Last weekend, a team of volunteers spent Saturday afternoon using wheatpaste — a water and flour-based semi-permanent glue — to install 20 paper murals on empty exterior walls all over downtown Bangor.
For the rest of the summer, hand-drawn paper owls, hawks, moose, bats, bunnies, frogs, fish and lots of bugs and flowers will watch over downtown Bangor. The murals are part of the Downtown Bangor Wheatpaste Project, now in its second year, which brings together Maine artists to make extra-large drawings, which are then wheatpasted on the sides of buildings all over downtown.
Annette Dodd, who co-owns The Rock & Art Shop on Central Street, has for the second year organized the project with fellow artists and downtown business owners Kat Johnson, Susan Bryan and Greg Edwards. Dodd said that besides adding colorful, unusual art to city streets, the murals encourage people to visit downtown, and help to set the stage for permanent murals that she hopes can eventually be painted.

“It makes people want to get out and see them all, and really explore downtown,” said Dodd. “It’s another step toward getting some more permanent murals in downtown. We hope to eventually pair up artists with building owners that are willing to host a mural.”
Dodd sent out a call over the winter looking for artists willing to create a large-scale drawing around the theme of Maine’s animals, plants and landscape to be included in the wheatpaste project.

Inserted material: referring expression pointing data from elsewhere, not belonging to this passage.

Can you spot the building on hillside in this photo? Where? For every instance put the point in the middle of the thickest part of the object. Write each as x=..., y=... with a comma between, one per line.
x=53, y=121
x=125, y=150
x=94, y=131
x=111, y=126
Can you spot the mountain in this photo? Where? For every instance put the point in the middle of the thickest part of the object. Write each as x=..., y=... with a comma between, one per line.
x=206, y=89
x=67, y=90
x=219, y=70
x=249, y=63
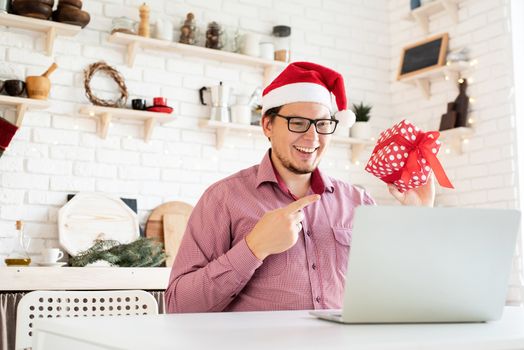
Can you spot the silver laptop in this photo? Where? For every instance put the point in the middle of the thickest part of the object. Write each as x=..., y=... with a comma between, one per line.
x=416, y=265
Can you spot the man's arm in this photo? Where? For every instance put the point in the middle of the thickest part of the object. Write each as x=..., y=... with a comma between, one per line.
x=208, y=273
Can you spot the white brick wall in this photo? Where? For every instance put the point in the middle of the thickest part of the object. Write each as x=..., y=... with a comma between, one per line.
x=58, y=152
x=484, y=176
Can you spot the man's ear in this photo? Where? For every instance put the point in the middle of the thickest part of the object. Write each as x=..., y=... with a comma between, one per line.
x=267, y=126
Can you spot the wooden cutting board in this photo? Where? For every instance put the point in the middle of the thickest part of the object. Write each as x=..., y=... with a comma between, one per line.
x=90, y=216
x=167, y=224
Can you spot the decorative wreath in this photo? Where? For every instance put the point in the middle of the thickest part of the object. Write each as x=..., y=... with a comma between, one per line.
x=113, y=73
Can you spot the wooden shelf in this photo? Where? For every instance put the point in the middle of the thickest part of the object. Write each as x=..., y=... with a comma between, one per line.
x=134, y=42
x=421, y=14
x=22, y=104
x=451, y=71
x=222, y=129
x=456, y=138
x=83, y=278
x=106, y=114
x=50, y=28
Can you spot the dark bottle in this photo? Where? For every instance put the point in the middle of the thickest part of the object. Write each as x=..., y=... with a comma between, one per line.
x=461, y=105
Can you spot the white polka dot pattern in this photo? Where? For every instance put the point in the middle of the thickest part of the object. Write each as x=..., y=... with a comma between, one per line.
x=389, y=161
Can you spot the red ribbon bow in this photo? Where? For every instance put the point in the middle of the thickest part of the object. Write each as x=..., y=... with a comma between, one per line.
x=422, y=147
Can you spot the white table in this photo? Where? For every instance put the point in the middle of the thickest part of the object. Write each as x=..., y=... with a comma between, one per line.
x=271, y=330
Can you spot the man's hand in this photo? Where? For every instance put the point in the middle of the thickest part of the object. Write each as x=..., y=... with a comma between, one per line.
x=420, y=196
x=277, y=230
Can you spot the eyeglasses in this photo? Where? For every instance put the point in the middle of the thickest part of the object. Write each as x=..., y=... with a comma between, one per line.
x=302, y=125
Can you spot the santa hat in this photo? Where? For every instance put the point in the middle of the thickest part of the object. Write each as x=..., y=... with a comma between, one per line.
x=7, y=131
x=308, y=82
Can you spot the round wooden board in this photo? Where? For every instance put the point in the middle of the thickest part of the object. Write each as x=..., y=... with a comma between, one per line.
x=155, y=223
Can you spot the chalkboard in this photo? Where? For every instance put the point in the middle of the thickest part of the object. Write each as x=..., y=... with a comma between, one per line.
x=424, y=55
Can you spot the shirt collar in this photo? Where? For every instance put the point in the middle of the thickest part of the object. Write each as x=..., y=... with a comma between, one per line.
x=267, y=173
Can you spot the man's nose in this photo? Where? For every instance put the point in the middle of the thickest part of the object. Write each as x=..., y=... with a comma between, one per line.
x=311, y=133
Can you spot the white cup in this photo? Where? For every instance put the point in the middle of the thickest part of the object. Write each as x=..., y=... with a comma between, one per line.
x=249, y=44
x=241, y=114
x=51, y=255
x=164, y=29
x=267, y=51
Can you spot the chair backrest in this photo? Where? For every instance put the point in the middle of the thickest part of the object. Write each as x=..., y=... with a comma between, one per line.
x=51, y=304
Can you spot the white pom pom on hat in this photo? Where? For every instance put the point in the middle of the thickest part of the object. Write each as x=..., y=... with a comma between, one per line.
x=308, y=82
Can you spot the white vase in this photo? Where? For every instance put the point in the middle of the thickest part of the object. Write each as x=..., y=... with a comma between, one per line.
x=361, y=130
x=164, y=29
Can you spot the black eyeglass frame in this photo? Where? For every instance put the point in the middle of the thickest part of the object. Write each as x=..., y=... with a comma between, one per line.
x=311, y=121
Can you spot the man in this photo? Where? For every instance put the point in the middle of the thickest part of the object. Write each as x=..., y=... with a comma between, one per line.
x=277, y=236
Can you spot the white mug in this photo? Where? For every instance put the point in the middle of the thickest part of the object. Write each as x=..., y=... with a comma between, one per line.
x=267, y=51
x=164, y=29
x=241, y=114
x=249, y=44
x=51, y=255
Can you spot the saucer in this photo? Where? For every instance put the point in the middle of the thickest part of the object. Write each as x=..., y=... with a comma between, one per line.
x=55, y=264
x=161, y=109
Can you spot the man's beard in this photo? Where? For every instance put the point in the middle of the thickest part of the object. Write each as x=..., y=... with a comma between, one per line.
x=289, y=166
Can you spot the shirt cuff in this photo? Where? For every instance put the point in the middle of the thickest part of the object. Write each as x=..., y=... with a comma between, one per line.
x=243, y=260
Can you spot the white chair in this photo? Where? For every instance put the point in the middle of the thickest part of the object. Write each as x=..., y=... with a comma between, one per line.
x=51, y=304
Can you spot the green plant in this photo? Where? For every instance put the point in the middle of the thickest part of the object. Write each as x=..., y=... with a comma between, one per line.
x=362, y=112
x=140, y=253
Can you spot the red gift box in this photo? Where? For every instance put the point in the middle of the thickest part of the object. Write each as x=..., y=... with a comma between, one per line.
x=405, y=156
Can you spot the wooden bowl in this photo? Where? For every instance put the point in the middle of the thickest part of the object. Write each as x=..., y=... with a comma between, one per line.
x=75, y=3
x=32, y=9
x=38, y=87
x=71, y=16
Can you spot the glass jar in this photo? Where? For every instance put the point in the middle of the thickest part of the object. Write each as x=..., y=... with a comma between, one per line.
x=123, y=25
x=19, y=255
x=282, y=43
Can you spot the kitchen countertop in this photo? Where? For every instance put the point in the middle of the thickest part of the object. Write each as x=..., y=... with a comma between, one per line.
x=83, y=278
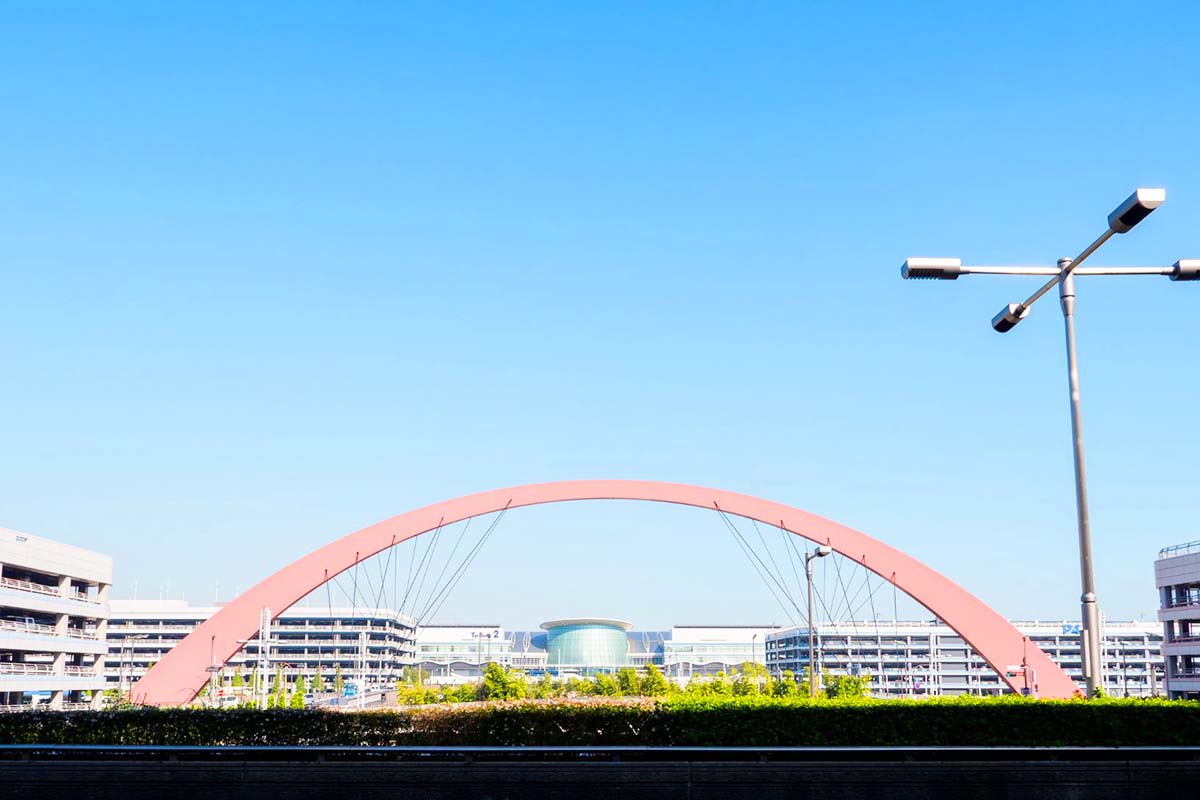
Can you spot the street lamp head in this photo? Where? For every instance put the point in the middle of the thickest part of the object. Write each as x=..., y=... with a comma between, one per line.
x=931, y=269
x=1008, y=317
x=1187, y=269
x=1135, y=209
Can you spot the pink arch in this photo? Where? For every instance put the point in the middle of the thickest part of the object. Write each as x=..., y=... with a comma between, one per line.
x=183, y=671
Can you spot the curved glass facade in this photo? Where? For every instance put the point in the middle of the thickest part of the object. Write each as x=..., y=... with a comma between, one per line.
x=588, y=645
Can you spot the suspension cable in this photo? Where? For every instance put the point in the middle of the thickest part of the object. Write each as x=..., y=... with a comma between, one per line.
x=466, y=563
x=754, y=557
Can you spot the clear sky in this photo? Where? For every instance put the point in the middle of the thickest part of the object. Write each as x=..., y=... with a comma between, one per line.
x=275, y=272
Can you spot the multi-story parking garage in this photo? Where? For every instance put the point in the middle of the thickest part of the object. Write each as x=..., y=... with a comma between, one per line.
x=1177, y=578
x=53, y=613
x=375, y=644
x=913, y=659
x=927, y=657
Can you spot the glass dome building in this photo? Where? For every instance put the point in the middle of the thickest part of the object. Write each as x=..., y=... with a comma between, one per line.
x=586, y=644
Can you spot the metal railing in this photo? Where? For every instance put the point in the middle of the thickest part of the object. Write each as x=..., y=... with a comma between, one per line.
x=1186, y=548
x=25, y=669
x=19, y=668
x=42, y=589
x=48, y=630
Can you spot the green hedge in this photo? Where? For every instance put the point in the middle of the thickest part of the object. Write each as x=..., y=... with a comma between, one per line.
x=757, y=722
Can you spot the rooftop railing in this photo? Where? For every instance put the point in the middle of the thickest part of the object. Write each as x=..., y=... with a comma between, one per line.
x=43, y=589
x=47, y=630
x=1186, y=548
x=10, y=668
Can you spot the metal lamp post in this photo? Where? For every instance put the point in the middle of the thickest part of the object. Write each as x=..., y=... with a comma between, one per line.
x=1122, y=220
x=821, y=552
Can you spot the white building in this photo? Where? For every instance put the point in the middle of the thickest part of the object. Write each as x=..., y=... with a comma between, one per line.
x=371, y=644
x=927, y=657
x=1177, y=577
x=53, y=614
x=705, y=650
x=457, y=654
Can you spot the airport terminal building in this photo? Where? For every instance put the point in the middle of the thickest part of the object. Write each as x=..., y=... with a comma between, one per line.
x=53, y=614
x=1177, y=578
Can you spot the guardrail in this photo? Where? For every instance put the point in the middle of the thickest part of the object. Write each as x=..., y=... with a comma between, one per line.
x=48, y=630
x=10, y=668
x=1186, y=548
x=42, y=589
x=591, y=755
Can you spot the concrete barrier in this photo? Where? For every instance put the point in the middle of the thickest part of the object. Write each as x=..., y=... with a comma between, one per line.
x=84, y=773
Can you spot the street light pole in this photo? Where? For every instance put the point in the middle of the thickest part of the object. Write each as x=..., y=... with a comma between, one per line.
x=821, y=552
x=1133, y=210
x=1089, y=613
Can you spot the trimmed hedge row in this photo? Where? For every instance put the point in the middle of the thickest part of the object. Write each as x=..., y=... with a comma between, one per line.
x=757, y=722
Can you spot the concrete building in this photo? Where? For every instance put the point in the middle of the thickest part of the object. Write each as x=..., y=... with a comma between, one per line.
x=1177, y=578
x=927, y=657
x=457, y=654
x=53, y=618
x=913, y=659
x=703, y=650
x=360, y=643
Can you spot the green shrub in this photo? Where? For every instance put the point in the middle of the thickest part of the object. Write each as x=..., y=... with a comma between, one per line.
x=685, y=720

Out of the 40 submissions, Dodd and her fellow organizers chose 20 artists.
The materials needed were purchased with funds from the Downtown Bangor Partnership’s Beautification Committee and from a donation from Waterfront Concerts. The partnership’s Beautification Committee also organizes the Adopt-a-Garden project in the spring, and Winter Lights, the hanging lights that go up in late fall and stay on trees and light posts until early spring.

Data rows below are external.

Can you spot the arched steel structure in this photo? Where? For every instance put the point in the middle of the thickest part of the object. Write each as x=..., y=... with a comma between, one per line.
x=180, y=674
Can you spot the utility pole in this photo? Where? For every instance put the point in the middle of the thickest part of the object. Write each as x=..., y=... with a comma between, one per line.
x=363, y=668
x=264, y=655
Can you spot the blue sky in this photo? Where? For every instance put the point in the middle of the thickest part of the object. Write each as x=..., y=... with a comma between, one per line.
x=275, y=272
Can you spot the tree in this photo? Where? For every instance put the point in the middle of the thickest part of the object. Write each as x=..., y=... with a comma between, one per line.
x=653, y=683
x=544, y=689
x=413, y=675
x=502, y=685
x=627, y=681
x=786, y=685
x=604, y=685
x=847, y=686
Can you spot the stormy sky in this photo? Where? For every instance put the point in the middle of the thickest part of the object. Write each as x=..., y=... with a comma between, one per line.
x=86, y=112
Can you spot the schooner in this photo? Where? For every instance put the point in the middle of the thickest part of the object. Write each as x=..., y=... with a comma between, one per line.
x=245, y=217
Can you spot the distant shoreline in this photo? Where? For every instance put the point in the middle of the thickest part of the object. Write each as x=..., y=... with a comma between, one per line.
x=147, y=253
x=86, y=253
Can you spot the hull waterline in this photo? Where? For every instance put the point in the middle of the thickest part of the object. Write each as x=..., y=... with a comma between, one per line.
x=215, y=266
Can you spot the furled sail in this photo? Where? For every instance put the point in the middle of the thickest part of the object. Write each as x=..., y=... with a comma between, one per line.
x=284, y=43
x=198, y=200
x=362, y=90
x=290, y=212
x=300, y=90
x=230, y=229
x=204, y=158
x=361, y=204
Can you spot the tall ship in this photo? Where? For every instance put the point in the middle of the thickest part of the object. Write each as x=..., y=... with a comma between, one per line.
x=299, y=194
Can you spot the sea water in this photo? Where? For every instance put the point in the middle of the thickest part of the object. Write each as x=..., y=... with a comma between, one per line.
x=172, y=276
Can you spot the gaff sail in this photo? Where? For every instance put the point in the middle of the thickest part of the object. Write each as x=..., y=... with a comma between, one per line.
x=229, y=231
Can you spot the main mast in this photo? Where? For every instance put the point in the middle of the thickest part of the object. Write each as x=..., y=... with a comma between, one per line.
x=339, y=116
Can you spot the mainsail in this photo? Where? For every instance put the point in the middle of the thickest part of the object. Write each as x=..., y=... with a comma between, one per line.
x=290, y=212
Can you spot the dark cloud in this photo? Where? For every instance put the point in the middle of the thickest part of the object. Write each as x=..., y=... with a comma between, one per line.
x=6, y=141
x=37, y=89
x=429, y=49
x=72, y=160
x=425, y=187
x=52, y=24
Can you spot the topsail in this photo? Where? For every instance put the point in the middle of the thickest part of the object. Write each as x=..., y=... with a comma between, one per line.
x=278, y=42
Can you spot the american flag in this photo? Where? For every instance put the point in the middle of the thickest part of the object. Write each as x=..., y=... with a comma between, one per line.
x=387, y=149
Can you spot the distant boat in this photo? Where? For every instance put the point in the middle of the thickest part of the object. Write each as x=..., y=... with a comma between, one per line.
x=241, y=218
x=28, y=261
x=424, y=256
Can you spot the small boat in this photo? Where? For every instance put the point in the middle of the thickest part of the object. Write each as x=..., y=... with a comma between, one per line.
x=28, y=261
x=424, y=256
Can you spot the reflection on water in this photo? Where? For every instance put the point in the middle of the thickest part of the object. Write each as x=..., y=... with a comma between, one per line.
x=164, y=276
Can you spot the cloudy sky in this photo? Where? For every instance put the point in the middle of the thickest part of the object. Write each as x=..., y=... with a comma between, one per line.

Additionally, Susan Bryan, a committee member and a visual arts teacher at Bangor High School, had 10 of her students create their own small murals. All of the murals are displayed on the side of 23 Hammond St., where Bahaar Pakistani Restaurant is located.

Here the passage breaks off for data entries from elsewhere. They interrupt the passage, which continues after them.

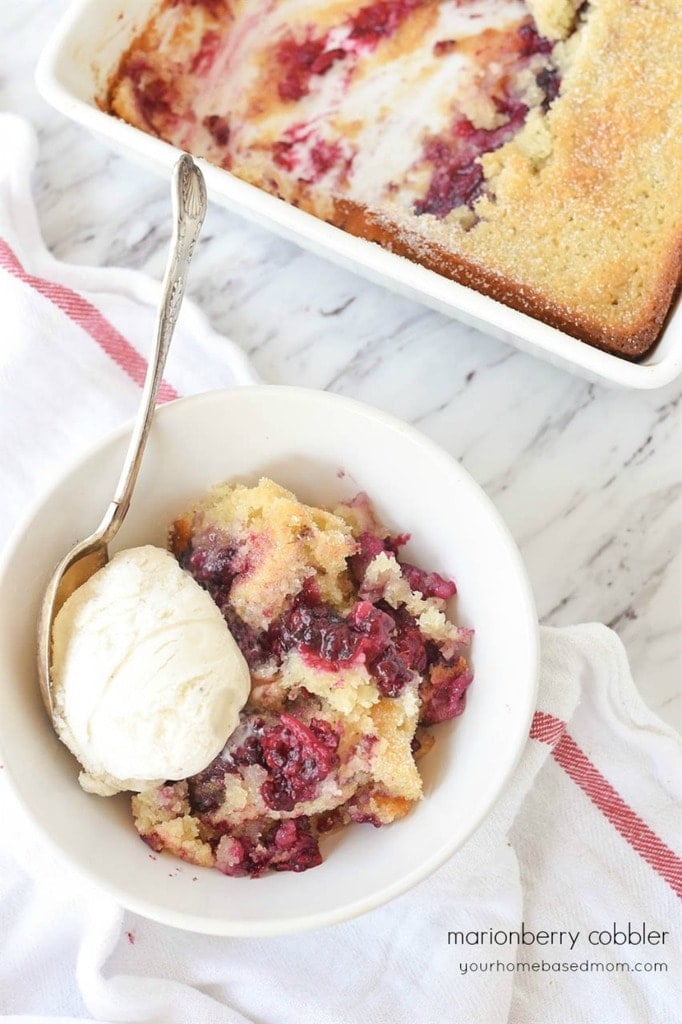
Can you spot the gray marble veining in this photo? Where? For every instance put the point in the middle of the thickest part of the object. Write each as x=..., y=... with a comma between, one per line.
x=587, y=478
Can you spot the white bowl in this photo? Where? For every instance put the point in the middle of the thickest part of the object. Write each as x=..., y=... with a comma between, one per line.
x=303, y=439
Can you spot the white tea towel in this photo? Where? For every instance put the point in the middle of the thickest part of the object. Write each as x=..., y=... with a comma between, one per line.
x=561, y=909
x=74, y=340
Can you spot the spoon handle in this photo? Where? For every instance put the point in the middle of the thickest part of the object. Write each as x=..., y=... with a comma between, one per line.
x=188, y=193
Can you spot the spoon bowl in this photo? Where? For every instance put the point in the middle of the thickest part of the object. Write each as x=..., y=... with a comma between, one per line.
x=188, y=194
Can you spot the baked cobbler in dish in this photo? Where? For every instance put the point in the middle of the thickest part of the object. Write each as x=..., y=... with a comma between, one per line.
x=498, y=142
x=352, y=658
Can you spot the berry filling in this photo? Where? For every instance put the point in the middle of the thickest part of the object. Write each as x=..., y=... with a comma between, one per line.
x=327, y=737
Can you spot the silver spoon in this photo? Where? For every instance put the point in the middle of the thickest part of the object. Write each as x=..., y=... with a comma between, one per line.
x=188, y=192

One of the murals in particular has special significance to Dodd and her family. The mural on the side of 30 Central St., where Central Street Farmhouse is located, is of Dodd’s brother, Tony Sohns, a naturalist and educator who died unexpectedly in February of this year.
The mural of Sohns was created by artist Orson Horchler, better known by the moniker Pigeon, who first brought wheatpastes to Bangor back in 2011, when for several years he pasted his small drawings on surfaces all over downtown. Horchler is now based in Portland.
Horchler’s mural contains a message about Sohns’ love for nature and commitment to education; it’s accompanied by 12 small wheatpasted drawings of bugs and birds created by Sohns’ homeschooled students.
“Some of them are students he taught for more than a decade,” said Dodd. “It’s really special.”

Dodd said a map of all the murals will be available this weekend, and that over the summer Bangor International Airport will display a hanging image of some of the murals over the staircases near the baggage claim.
“Hopefully we can encourage some people that are flying into Bangor this summer to come find all the murals,” said Dodd. “It’s a great way to get people downtown.”
A garden party celebrating both the Adopt-a-Garden and Wheatpaste Mural projects is set for 4 to 6 p.m. on Friday, June 21 in Norumbega Parkway. The event is free and will feature live music from the Tough End String Band and a croquet match.